The Los Angeles Sentinel reported many of the incidents in the City of Inglewood where it was alleged that IPD officers killed unarmed suspects in the course of their pursuit; including the killing of an unarmed man attempting to flee from the site of a shooting at a hamburger restaurant on Crenshaw and Manchester Boulevard, the killing of an unarmed man on Victor Avenue in Inglewood, and a postal worker who had been asleep in his home when, it was alleged that IPD officers responded to the wrong address and fatally shot him at his front door, to name a few.
A local news agency reported that, "five of the 11 people shot and killed by Inglewood police between 2003 and 2008 were unarmed."
Candlelight Vigils for the deceased victims displayed signs, banners, and cries of police misconduct, use of excessive force, lack of training and experience, insensitivity to the community it exists to serve, lack of familiarization with community's residents, and police officers who do not live, send their children to school-in, or otherwise socialize in the community, were some of the charges leveled by community members against some members of the IPD.
IPD Chief Jacqueline Seabrooks, who assumed the leadership role of a police department already under criticism for allegations of police misconduct, responded early with a number of changes in the police department including the dismissal of a number of officers and some policy changes.
In addition, she met with community members and leaders to address some the department's critic's concerns.
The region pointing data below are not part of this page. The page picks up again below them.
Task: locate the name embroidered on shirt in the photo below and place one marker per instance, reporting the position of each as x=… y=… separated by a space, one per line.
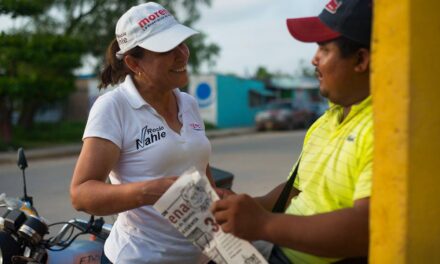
x=149 y=136
x=196 y=126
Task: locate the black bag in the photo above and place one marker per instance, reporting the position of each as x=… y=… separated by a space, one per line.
x=280 y=206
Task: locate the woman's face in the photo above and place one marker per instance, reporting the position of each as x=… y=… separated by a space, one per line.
x=165 y=70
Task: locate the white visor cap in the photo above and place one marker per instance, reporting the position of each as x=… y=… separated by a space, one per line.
x=151 y=27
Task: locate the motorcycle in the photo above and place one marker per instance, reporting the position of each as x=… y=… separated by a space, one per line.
x=23 y=231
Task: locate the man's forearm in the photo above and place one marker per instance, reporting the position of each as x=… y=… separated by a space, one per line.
x=342 y=233
x=268 y=201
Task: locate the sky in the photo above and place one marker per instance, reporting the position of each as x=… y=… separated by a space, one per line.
x=250 y=33
x=253 y=33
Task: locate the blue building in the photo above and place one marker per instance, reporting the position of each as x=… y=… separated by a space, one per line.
x=228 y=101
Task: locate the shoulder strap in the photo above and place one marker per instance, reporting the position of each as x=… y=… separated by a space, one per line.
x=281 y=202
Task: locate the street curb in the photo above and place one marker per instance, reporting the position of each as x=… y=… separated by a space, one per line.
x=74 y=149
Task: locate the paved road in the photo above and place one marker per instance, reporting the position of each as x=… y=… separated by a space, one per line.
x=259 y=161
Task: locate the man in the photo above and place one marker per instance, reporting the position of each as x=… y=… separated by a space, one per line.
x=327 y=218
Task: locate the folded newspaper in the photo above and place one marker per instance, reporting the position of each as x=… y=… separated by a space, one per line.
x=186 y=206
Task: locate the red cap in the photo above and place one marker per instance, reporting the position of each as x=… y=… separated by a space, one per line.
x=310 y=29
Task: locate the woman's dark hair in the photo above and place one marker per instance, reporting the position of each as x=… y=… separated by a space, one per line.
x=349 y=47
x=115 y=69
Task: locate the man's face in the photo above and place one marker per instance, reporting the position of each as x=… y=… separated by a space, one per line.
x=336 y=74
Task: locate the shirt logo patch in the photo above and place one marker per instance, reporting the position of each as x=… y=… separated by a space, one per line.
x=333 y=6
x=150 y=135
x=351 y=138
x=196 y=126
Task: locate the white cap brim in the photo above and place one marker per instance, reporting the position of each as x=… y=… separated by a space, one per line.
x=168 y=39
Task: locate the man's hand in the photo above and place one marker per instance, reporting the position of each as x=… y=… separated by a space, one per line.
x=242 y=216
x=223 y=193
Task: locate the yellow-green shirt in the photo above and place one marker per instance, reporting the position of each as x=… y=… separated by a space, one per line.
x=335 y=168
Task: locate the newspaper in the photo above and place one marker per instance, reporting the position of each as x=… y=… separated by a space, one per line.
x=186 y=206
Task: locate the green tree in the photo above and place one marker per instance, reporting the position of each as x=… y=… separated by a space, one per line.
x=38 y=59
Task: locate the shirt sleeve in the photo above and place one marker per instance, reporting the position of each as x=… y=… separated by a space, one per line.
x=105 y=120
x=363 y=184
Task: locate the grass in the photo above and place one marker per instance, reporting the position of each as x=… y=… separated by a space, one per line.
x=45 y=134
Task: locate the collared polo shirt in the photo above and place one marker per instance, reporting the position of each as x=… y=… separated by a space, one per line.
x=335 y=168
x=149 y=149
Hampered by the ongoing investigations of each individual incident however, and properly awaiting the results of the federal probe, she was not in a position to respond as openly and candidly as many community members would have liked.
For the present DOJ report, Seabrooks has gone on record indicating that she is reviewing their findings and added, "we are evaluating policies and doing everything that we need to make sure the community can maintain its trust."
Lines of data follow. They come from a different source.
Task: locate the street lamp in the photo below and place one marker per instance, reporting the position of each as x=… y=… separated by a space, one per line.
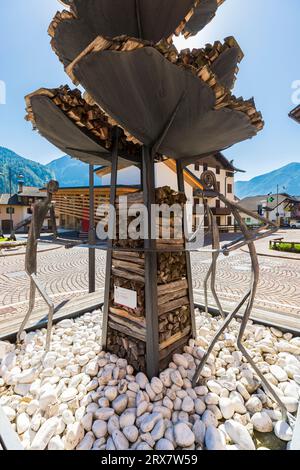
x=20 y=177
x=277 y=205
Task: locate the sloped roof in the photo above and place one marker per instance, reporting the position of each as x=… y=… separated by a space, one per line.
x=28 y=191
x=218 y=158
x=252 y=202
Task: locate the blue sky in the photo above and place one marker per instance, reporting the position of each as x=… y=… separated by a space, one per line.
x=266 y=30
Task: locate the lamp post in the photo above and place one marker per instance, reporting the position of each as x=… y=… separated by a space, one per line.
x=19 y=176
x=277 y=205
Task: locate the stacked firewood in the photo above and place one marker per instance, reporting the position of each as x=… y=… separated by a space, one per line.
x=127 y=347
x=198 y=61
x=89 y=117
x=66 y=15
x=128 y=271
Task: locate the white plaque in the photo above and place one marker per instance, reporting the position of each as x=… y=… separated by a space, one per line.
x=125 y=297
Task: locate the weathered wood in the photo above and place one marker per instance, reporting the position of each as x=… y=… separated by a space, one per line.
x=131 y=267
x=127 y=330
x=173 y=305
x=174 y=339
x=123 y=313
x=173 y=286
x=126 y=275
x=165 y=299
x=137 y=331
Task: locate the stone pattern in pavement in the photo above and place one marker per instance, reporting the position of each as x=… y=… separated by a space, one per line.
x=65 y=274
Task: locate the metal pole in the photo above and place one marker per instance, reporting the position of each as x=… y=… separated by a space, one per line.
x=181 y=188
x=152 y=334
x=92 y=233
x=112 y=202
x=10 y=205
x=277 y=214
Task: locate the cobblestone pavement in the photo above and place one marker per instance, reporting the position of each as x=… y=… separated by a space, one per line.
x=65 y=274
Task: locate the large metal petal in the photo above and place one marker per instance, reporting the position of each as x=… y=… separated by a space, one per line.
x=162 y=105
x=204 y=13
x=151 y=20
x=62 y=132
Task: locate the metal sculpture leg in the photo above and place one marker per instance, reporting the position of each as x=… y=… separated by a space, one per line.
x=39 y=212
x=246 y=317
x=30 y=309
x=212 y=272
x=35 y=284
x=50 y=304
x=221 y=330
x=248 y=238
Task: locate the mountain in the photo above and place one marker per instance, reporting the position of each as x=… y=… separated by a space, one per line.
x=34 y=173
x=71 y=173
x=287 y=176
Seabrooks continues to enjoy the support of Inglewood Mayor Roosevelt Dorn and many of the Council persons who supported her appointment.
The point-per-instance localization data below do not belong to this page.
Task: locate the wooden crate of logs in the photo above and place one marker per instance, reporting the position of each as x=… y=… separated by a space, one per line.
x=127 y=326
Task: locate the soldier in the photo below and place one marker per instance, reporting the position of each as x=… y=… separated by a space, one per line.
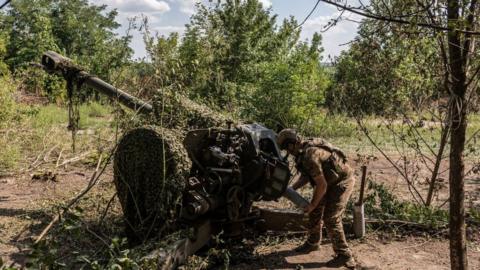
x=325 y=168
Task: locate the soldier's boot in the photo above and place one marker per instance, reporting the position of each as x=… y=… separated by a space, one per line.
x=342 y=260
x=311 y=244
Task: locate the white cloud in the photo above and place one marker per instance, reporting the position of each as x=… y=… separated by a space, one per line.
x=136 y=6
x=186 y=6
x=266 y=3
x=167 y=29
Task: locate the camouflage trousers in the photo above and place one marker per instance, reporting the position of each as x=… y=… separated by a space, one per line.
x=330 y=212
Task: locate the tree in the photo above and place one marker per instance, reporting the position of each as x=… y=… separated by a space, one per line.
x=77 y=29
x=453 y=25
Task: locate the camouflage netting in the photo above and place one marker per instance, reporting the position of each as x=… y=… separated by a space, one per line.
x=150 y=166
x=173 y=110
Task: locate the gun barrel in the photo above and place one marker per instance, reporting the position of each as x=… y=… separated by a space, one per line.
x=56 y=63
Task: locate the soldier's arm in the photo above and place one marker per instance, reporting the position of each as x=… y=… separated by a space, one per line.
x=301 y=181
x=319 y=191
x=313 y=165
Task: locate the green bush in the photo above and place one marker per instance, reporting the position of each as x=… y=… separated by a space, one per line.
x=7 y=101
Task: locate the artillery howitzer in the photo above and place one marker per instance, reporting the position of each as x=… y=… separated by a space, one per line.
x=207 y=184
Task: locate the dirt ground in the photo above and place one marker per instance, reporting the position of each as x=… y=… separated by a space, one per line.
x=25 y=209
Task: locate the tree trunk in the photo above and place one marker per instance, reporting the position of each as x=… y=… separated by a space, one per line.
x=458 y=125
x=438 y=161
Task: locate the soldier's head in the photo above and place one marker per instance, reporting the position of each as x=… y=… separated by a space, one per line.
x=289 y=140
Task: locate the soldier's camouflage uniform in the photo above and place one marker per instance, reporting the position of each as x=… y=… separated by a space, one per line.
x=318 y=157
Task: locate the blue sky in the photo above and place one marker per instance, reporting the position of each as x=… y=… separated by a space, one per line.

"I have the utmost support for Chief Seabrooks," Mayor Dorn said to a local television news crew. "She inherited some problems and she is working through them."
Inglewood Council Member Ralph Franklin said. "I met with the City Attorney and we want to provide transparency and hope to make the 33-page report available for public review. It will be taken up by the City Council as soon as possible."
The DOJ has urged the IPD to clarify their use of force policies, refrain from using Taser guns on restrained suspects, and assign the investigation of use of force incidents to staff personnel who were not involved in the original incident or report, among a host of other recommendations that may, once implemented, stem some of the criticism of the IPD..
The community awaits for formal response by Mayor Dorn, the City Council and of course, Police Chief Seabrooks.